Прискорбные события с печальными, но неизбежными последствиями смуты произошли оттого, что вы дали себя вовлечь в заблуждение и обман изменниками и врагами нашей родины.
Приглашая вас идти подавать мне прошение о нуждах ваших, они поднимали вас на бунт против меня и моего правительства, насильственно отрывая вас от честного труда в такое время, когда все истинно русские люди должны дружно и не покладая рук работать на одоление нашего упорного внешнего врага.
Стачки и мятежные сборища только возбуждают безработную толпу к таким беспорядкам, которые всегда заставляли и будут заставлять власти прибегать к военной силе, а это неизбежно вызывает и неповинные жертвы.
Знаю, что нелегка жизнь рабочего. Многое надо улучшить и упорядочить, но имейте терпение. Вы сами по совести понимаете, что следует быть справедливым и к вашим хозяевам и считаться с условиями нашей промышленности. Но мятежною толпою заявлять мне о своих нуждах – преступно.
В попечениях моих о рабочих людях озабочусь, чтобы все возможное к улучшению быта их было сделано и чтобы обеспечить им впредь законные пути для выяснения назревших их нужд. Я верю в честные чувства рабочих людей и в непоколебимую преданность их мне, а потому прощаю им вину их.
Теперь возвращайтесь к мирному труду вашему, благословясь, принимайтесь за дело вместе с вашими товарищами, и да будет Бог вам в помощь».
На этом текст закончился.
Ники помолчал, вертя в руках уже не нужную бумажку, и вдруг продолжил, глядя куда-то поверх голов стоявших перед ним рабочих, судя по всему, совершенно неожиданно для сопровождавшей его свиты.
– …Вот вы, я слышал, требуете восьмичасового рабочего дня, но что вы будете делать со свободным временем, если станете работать так мало?

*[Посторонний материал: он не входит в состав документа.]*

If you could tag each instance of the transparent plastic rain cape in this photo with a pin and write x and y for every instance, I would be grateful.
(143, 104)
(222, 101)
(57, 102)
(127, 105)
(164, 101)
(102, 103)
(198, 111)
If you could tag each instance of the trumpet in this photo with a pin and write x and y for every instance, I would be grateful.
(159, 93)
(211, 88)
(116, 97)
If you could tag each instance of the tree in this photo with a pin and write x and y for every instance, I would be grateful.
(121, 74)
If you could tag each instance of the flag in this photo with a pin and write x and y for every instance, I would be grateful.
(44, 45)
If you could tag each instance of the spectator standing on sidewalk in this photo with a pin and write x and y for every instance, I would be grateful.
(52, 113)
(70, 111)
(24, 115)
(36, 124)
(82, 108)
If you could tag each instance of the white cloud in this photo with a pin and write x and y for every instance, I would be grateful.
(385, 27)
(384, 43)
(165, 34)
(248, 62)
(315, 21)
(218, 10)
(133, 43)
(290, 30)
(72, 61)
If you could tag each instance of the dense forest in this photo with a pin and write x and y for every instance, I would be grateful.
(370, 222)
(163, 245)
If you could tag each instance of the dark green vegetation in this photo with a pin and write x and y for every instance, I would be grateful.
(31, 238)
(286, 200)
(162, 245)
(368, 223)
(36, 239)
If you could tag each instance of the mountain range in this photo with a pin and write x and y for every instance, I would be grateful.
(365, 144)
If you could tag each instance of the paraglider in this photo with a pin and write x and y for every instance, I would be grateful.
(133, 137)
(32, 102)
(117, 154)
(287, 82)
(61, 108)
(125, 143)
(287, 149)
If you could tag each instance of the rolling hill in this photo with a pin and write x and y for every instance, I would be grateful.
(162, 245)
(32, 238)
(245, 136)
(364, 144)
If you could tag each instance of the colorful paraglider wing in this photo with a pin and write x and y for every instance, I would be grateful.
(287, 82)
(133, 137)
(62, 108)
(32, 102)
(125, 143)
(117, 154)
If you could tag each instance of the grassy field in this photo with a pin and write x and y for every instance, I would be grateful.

Я, царь, и то тружусь по девять часов в день. А ведь моя работа гораздо напряженнее вашей, ибо вы работаете только для себя, а я – для вас всех. К тому же, если у вас будет много свободного времени, то, чего доброго, полезете заниматься политикой. Но, скажу прямо, я этого не потерплю!
Вашей единственной целью должна быть ваша работа. И не вздумайте мне возражать! – с внезапным раздражением заключил он и даже при этом притопнул ногой в начищенном до зеркального блеска сапоге.
– Вот и все, что я хотел вам сегодня сказать. А теперь идите, я распорядился, чтобы вас накормили. И даже… – он заговорщицки щелкнул пальцами по своей шее, – …слегка напоили. Ведь, как я понимаю, вам сегодня уже на работу не идти… Я бы и сам к вам с удовольствием присоединился. да не могу. Дела!..
В сопровождении двух офицеров рабочих препроводили в церковную трапезную и накормили сытным обедом.
«В меню были жирные щи и разварная рыба, куры, а также водка и пиво в количестве двадцати бутылок. А под конец еще и чай со сливками».
За обедом все подавленно молчали. Только кто-то самый отчаянный, неумело подняв налитый до краев хрустальный фужер водки, не выдержал, брякнул:
– За царя-батюшку! Сперва расстреливает, а опосля прощает. Вот здорово!
Но на него тут же зацыкали.
– Да помолчи ты, терпежу у тебя нет, что ли? Кругом уши!..
Портсмутский позор
Позорная сдача Порт-Артура решающим образом изменила военную ситуацию в пользу Японии. Теперь ей гораздо большие силы можно было сосредоточить в Маньчжурии, ведь уже не нужно было воевать на два фронта. Воодушевленные победами на море и взятием Порт-Артура, отдохнувшие и переформировавшиеся войска Страны Восходящего Солнца теперь сражались с удвоенной энергией.
Потеряв в боях под Ляояном более двадцати тысяч солдат, русские вынуждены были отступить. Но это было еще не все. Стратегический просчет генерала Куропаткина привел к тому, что и здесь, на новых позициях, у реки Шахэ, его армия потеряла еще более семидесяти тысяч человек.